AquaFeat+: an Underwater Vision Learning-based Enhancement Method for Object Detection, Classification, and Tracking
Emanuel da Costa Silva, Tatiana Taís Schein, José David García Ramos, Eduardo Lawson da Silva, Stephanie Loi Brião, Felipe Gomes de Oliveira, Paulo Lilles Jorge Drews-Jr
TL;DR
Underwater perception is hampered by color distortion and scattering, limiting automated tasks such as detection, classification, and tracking. The authors propose AquaFeat+, a plug-and-play, end-to-end trainable feature-centric enhancement module comprising a color correction stage, a multi-resolution Underwater-Feature Enhancement Network, a Global-Scale Attention Module, and an adaptive residual output. Evaluated on the FishTrack23 dataset with YOLO-based detectors and backbones, AquaFeat+ delivers state-of-the-art or competitive task performance, including a top F1-Score for detection and leading HOTA for tracking, while maintaining feasibility for real-time robotic systems. The approach demonstrates that task-oriented feature enhancement can outperform purely perceptual improvements and is adaptable to diverse architectures, suggesting practical benefits for underwater robotic perception.

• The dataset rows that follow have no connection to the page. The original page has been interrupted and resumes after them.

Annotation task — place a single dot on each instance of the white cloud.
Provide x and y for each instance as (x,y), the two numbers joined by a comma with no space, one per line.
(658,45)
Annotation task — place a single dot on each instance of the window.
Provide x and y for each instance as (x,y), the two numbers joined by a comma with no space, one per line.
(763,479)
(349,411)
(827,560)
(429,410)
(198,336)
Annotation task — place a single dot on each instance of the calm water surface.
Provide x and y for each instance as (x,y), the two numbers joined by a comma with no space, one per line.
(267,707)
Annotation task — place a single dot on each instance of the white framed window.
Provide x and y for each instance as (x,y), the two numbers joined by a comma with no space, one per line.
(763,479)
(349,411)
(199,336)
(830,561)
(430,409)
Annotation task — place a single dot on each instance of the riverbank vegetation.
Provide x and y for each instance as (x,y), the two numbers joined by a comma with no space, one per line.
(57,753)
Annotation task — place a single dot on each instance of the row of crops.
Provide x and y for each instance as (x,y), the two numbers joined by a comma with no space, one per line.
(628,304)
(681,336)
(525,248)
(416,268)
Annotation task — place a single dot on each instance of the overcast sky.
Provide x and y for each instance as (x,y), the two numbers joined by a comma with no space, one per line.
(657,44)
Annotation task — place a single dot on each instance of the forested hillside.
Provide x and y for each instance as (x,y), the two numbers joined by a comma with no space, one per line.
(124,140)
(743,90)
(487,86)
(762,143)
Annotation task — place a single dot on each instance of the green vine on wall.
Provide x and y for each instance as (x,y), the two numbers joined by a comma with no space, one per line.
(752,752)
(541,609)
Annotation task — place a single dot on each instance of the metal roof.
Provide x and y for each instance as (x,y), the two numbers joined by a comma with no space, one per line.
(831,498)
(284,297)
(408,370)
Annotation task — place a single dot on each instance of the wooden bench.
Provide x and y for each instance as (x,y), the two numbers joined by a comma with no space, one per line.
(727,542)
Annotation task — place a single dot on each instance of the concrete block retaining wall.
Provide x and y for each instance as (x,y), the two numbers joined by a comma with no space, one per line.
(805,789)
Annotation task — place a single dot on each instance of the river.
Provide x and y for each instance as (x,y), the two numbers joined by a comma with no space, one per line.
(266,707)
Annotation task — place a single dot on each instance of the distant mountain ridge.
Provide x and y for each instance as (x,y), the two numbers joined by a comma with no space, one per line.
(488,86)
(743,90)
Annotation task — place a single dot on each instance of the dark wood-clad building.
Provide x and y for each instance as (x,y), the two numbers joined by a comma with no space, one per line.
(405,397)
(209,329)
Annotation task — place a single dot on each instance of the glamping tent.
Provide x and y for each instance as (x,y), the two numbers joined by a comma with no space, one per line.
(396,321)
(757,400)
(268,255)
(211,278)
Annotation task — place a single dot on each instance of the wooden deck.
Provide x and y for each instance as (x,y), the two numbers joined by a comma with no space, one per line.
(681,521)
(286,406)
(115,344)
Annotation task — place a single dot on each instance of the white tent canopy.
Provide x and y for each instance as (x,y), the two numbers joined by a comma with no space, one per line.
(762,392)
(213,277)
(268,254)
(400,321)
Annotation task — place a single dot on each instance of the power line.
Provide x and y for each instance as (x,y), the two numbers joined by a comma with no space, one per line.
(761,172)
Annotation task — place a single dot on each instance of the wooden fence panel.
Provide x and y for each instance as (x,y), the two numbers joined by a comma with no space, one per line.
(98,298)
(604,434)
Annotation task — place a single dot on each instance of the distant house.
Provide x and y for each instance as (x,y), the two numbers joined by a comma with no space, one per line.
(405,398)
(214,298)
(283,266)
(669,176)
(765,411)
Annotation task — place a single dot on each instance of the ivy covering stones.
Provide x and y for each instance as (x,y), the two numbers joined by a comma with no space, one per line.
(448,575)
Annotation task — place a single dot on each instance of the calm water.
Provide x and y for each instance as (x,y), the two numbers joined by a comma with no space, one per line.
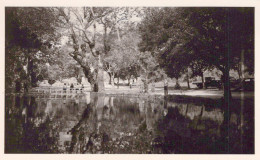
(94,123)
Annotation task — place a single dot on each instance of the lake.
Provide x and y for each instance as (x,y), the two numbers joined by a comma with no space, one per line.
(99,123)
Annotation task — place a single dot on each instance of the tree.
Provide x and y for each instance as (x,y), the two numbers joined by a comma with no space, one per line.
(28,32)
(216,36)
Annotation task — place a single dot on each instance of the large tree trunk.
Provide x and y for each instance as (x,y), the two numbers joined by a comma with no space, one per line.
(113,79)
(202,78)
(145,85)
(110,77)
(177,85)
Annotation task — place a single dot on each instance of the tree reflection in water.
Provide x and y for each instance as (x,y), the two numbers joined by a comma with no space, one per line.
(97,123)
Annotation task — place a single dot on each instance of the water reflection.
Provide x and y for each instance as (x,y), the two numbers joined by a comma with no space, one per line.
(94,123)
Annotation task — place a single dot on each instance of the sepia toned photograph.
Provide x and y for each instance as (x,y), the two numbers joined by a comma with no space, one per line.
(129,80)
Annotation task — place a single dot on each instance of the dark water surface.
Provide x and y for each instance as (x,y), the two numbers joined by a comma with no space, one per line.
(93,123)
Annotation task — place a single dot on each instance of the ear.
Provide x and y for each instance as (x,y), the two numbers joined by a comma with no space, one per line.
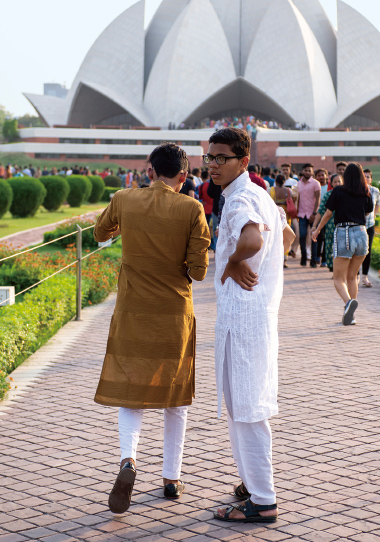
(149,172)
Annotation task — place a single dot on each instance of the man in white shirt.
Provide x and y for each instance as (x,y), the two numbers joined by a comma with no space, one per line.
(248,282)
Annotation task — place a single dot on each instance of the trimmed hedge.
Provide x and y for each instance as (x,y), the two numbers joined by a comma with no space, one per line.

Future work will expand to depth estimation, semantic segmentation, and additional datasets and architectures to broaden applicability.
Abstract
Underwater video analysis is particularly challenging due to factors such as low lighting, color distortion, and turbidity, which compromise visual data quality and directly impact the performance of perception modules in robotic applications. This work proposes AquaFeat+, a plug-and-play pipeline designed to enhance features specifically for automated vision tasks, rather than for human perceptual quality. The architecture includes modules for color correction, hierarchical feature enhancement, and an adaptive residual output, which are trained end-to-end and guided directly by the loss function of the final application. Trained and evaluated in the FishTrack23 dataset, AquaFeat+ achieves significant improvements in object detection, classification, and tracking metrics, validating its effectiveness for enhancing perception tasks in underwater robotic applications.